PARIS (Reuters) - "Dans la vie, il faut voir les choses en grand, avec de l'ambition" : embarqué en politique presque par hasard il y a à peine deux ans, le mathématicien Cédric Villani a été happé au point d'envisager désormais un long voyage dans cet univers.

Maire de Paris, ministre, élu européen : le député de l'Essonne ne s'interdit rien, l'appétit stimulé après 20 ans passés dans le monde des sciences au plus haut niveau, auréolé en 2010 de la médaille Fields, récompense suprême d'une galaxie méconnue que le spécialiste de l'intelligence artificielle contribue à vulgariser auprès du grand public.

A 45 ans, l'enfant hyper timide devenu un "people" à l'allure unique que le promeneur de 2019 aime immortaliser en "selfie" - cheveux mi-longs de poète romantique, gilet surmonté d'une lavallière, broche en forme d'araignée sur l'épaule - a pris goût à la politique, discipline décriée qu'il entend raviver sur des thèmes et avec une rigueur bien personnels.

Dans son livre "Immersion, de la science au Parlement" (Flammarion), ce fils d'enseignants né à Brive-la-Gaillarde (Corrèze) raconte ses premiers pas, parfois hésitants, de député et parle de ses convictions, de l'écologie à l'Europe en passant par l'amour de Paris et le désir constant de dresser des ponts entre science et politique.

"NE JAMAIS SE LIMITER"

"Après cette immersion, j'ai le sentiment qu'il y a beaucoup plus de possibilités et d'horizons qui s'offrent à moi", dit-il à Reuters, verbe précis et mains mobiles, dans son bureau avec une vue superbe sur le Palais-Bourbon, la place de la Concorde, jusqu'au Sacré-Coeur, et où trônent un portrait dédicacé de la chanteuse engagée Catherine Ribeiro et toutes sortes d'araignées, son animal fétiche, cadeaux d'êtres chers et souvenirs de voyages.

"Dans la vie, il faut voir les choses en grand, avec de l'ambition. Ne jamais être dans la prétention mais ne jamais se limiter. Les plus fortes barrières, les plus pernicieuses, sont psychologiques et j'entends bien ne jamais m'enfermer dans ces barrières", ajoute ce faux candide avec aplomb.

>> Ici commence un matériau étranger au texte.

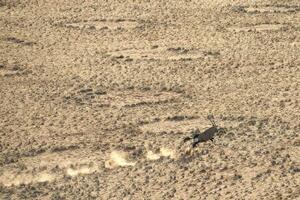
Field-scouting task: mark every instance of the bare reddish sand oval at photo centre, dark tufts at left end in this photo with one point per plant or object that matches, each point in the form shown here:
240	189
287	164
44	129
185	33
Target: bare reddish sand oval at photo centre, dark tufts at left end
122	99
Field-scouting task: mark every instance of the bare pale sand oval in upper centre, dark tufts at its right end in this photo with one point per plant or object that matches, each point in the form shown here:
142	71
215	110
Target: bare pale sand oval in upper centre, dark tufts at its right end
160	53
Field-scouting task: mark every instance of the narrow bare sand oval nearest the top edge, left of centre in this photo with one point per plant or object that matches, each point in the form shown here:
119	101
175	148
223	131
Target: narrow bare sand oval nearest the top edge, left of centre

La bataille pour l'investiture de La République en marche (LaRem) en vue des municipales à Paris en 2020 ? Il la mènera jusqu'au bout, n'en déplaise à ceux qui militent en faveur d'un profil installé comme celui du porte-parole du gouvernement Benjamin Griveaux.

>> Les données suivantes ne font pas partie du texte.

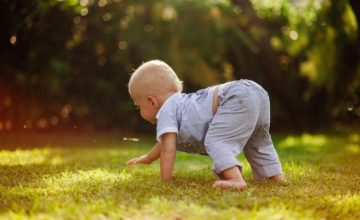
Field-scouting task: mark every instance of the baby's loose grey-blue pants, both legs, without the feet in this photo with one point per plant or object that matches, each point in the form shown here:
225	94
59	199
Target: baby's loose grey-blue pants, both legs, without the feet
242	123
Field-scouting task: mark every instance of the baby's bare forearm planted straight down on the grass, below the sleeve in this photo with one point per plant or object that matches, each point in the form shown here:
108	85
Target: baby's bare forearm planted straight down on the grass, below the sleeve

"Je m'adapterai au calendrier, je suivrai les règles. Je suis dans la transparence, je ne fais pas mystère de mes intentions, je les mets sur la table et j'émets le voeu que des règles claires, transparentes, soient mises en place", dit-il, alors qu'une demi-douzaine de candidats sont sur les rangs.

Le processus de désignation reste flou. Tout juste le délégué général de LaRem, Stanislas Guerini, a-t-il prédit pour avril la mise en place d'une Commission nationale d'investiture.

Sans prétendre au privilège d'un signe d'Emmanuel Macron en sa faveur, Cédric Villani lui fait confiance pour installer les conditions d'une saine concurrence. "Il est important que les uns et les autres apportent leur point de vue, leur enrichissement", dit-il. "La position, telle qu'on la sent du président, c'est de veiller à faire émerger une compétition dans le bon sens du terme pour faire émerger de bonnes idées."

PARIS ET L'EUROPE

En attendant, il fait valoir ses atouts : élu aux confins du futur "Grand Paris", il évoque son expérience internationale dans des dizaines de pays "précieuse pour Paris, ville-monde", où il entend favoriser le "croisement des cultures".

Si sa candidature est retoquée, "clairement j'aiderai la personne qui sera choisie, ce qui ne m'empêchera pas de travailler sur d'autres dossiers".

Pressenti pour entrer au gouvernement dès 2017, Cédric Villani dit n'avoir aucun regret, en prenant soin de ne pas insulter l'avenir : "Si j'avais été ministre sans passer par la case Parlement, il m'aurait manqué des informations, des regards, des contacts, quelque chose de très important dans mon expérience politique".

L'Europe ? S'il n'a pas fait acte de candidature pour les élections du 26 mai prochain, il garde à l'esprit l'idée d'oeuvrer pour consolider une Union en plein doute.

"C'est un sillon que j'ai beaucoup exploré, plus qu'un autre, avec mes activités à EuropaNova et mes années passées au conseil scientifique la Commission européenne", fait valoir celui qui peut parler aussi bien d'Archimède que du mathématicien américain John Nash, dont il fut le disciple, et d'Alan Turing, le père de l'informatique.

"Paris et l'Europe sont des sujets fondamentalement liés et l'Europe a besoin de faire un bien meilleur usage de Paris qu'elle ne le fait actuellement."

Pris par ses nouvelles missions, le professeur Villani, qui est aussi père de famille, a mis entre parenthèses ses activités de recherche et son heure quotidienne de pratique du piano. Car, dit-il, "l'engagement politique est là pour durer".